Napoleon said that "leaders deal in hope" and no man in modern history has embodied more obviously the hopes and aspirations of humanity than Nelson Mandela. Having willingly sacrificed so much, so that he could offer his country's people the hope of liberty and a better life, he has served as a unique inspiration to millions - many of whom were unborn when he was sentenced to lifelong imprisonment for his unshakeable belief in the essential dignity of all South Africans and their inalienable right to political and economic freedom.
The South African business community still owes Mr Mandela a considerable debt for the foundations laid during his presidency. When he left office in 1999, his administration left behind not only an economic regime which had reinstituted fiscal discipline, reduced budget deficits and earned the plaudits of international bankers, but a political system characterised by institutional stability, democratic habits and the sovereignty of a globally admired constitution.
It is an environment in which commerce has been able to flourish and extend its international reach, in which labour law reform and economic transformation are incrementally transferring control of the economy from the hands of the few to those of an expanding and multiracial middle class.
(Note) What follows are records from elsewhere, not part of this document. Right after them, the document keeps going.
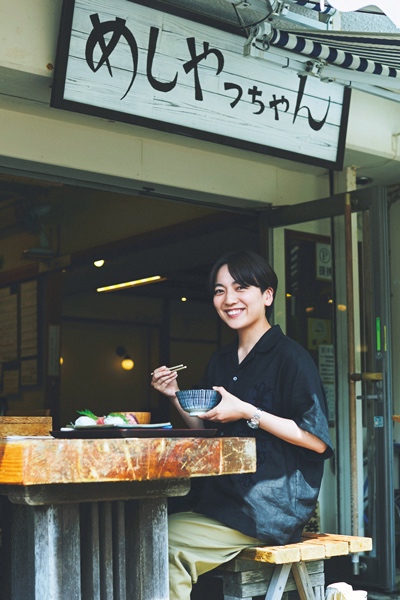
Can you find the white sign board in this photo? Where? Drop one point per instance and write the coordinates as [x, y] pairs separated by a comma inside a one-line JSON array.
[[121, 60]]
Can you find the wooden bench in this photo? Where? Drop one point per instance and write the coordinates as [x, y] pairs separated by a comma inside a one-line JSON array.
[[273, 571]]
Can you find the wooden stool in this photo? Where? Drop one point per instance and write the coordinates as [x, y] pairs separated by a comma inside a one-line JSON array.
[[275, 570]]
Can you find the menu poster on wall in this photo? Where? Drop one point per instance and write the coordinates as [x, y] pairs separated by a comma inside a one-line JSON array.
[[18, 337], [28, 312], [326, 365], [8, 325]]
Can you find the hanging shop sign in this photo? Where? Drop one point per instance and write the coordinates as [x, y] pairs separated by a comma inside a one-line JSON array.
[[126, 61]]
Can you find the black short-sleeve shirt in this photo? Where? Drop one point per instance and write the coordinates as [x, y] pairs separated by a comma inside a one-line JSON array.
[[274, 503]]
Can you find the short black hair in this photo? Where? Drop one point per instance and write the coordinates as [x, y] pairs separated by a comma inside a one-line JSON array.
[[247, 268]]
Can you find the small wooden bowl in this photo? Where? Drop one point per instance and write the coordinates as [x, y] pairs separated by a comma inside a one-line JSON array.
[[143, 418]]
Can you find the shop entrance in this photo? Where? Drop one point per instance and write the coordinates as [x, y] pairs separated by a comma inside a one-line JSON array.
[[335, 269]]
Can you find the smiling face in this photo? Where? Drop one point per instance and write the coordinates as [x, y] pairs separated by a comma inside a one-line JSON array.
[[241, 307]]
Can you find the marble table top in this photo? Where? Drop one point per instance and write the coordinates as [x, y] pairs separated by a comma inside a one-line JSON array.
[[46, 460]]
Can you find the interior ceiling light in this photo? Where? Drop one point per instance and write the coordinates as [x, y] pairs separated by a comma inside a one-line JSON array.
[[136, 282]]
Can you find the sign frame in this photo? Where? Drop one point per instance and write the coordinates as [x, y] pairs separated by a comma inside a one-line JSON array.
[[60, 99]]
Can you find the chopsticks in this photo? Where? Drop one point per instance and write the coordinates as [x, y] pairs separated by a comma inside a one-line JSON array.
[[175, 368]]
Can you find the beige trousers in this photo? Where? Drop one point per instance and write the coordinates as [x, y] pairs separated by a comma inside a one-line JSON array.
[[198, 544]]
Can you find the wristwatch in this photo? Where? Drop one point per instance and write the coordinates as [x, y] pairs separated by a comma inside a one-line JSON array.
[[255, 419]]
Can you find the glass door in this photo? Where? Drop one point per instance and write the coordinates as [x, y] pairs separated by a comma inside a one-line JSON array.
[[332, 260]]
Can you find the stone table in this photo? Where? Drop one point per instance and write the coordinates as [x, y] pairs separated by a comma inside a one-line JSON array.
[[86, 519]]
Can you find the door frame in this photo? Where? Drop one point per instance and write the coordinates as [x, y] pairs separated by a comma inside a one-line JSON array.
[[378, 569]]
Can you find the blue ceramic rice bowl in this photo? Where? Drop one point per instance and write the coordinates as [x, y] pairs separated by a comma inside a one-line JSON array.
[[197, 402]]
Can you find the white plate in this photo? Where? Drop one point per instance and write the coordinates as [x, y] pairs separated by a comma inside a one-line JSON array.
[[126, 426]]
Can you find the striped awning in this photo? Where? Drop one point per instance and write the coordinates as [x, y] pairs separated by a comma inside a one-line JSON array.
[[367, 53]]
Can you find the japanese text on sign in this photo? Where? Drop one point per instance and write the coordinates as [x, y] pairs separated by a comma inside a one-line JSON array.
[[137, 64]]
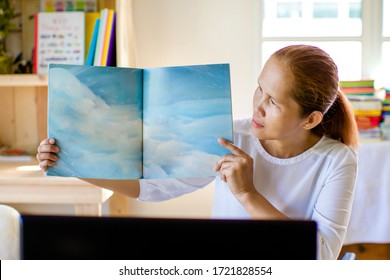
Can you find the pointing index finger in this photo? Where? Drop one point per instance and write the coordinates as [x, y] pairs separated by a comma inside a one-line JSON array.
[[231, 147]]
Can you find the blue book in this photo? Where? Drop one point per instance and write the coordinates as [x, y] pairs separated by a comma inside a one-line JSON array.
[[92, 46], [132, 123]]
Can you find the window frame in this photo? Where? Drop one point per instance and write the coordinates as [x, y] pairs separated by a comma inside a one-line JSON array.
[[371, 38]]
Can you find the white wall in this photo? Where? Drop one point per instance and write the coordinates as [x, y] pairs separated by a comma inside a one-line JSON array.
[[185, 32]]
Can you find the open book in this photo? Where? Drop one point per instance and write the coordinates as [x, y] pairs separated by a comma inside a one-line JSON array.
[[129, 123]]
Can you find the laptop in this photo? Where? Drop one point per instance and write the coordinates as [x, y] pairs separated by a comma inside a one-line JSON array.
[[124, 238]]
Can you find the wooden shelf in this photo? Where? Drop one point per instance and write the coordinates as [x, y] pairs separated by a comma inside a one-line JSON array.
[[23, 80]]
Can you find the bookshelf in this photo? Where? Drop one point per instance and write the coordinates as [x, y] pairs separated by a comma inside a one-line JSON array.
[[23, 115]]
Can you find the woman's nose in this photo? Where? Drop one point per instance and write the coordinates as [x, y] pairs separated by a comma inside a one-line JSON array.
[[259, 108]]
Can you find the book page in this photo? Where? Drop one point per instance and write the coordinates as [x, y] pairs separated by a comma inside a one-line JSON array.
[[95, 114], [186, 109]]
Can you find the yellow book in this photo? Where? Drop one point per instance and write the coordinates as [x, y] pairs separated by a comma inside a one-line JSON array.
[[363, 113], [90, 20], [107, 37]]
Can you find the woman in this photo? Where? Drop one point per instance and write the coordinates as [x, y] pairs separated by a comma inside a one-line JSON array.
[[294, 159]]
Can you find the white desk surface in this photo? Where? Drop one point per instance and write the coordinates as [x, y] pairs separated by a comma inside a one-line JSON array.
[[370, 218], [19, 184]]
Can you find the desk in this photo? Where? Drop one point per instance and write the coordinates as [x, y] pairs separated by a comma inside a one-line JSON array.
[[31, 186], [370, 218]]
Numerous businessmen will be familiar with Mr Mandela's unpublicised, but irresistible, appeals for financial support in his quest to build schools and clinics, particularly in the poorest and most deprived of our communities. These appeals were invariably met with enthusiasm, because they came from a man who, by the sheer force of his moral virtue, had captured the loyalty and affection of people both at home and abroad.
It is through initiatives such as these - as much as his political bequest - that his legacy of hope will endure. It is in the lives of those educated in his rural schools, treated at his remote clinics and touched by such projects as the 46664 campaigns, the Nelson Mandela Children's Fund and the Nelson Mandela Foundation, that his contribution will be remembered.
And who can forget that night in April 1993 after the assassination of Chris Hani, when Mr Mandela addressed the nation on the SABC, saying: "Tonight, I am reaching out to every single South African, black and white, from the very depths of my being." His appeal that evening for calm and discipline in the face of unprecedented right-wing provocation almost certainly headed off violent retaliation and the collapse of negotiations at the World Trade Centre. Never had his role been more critical or his intervention more decisive.
Like so many others who have been enriched by their encounters with Madiba, I am grateful to have lived in an era when hope became tangible and the vision of a great South Africa became real.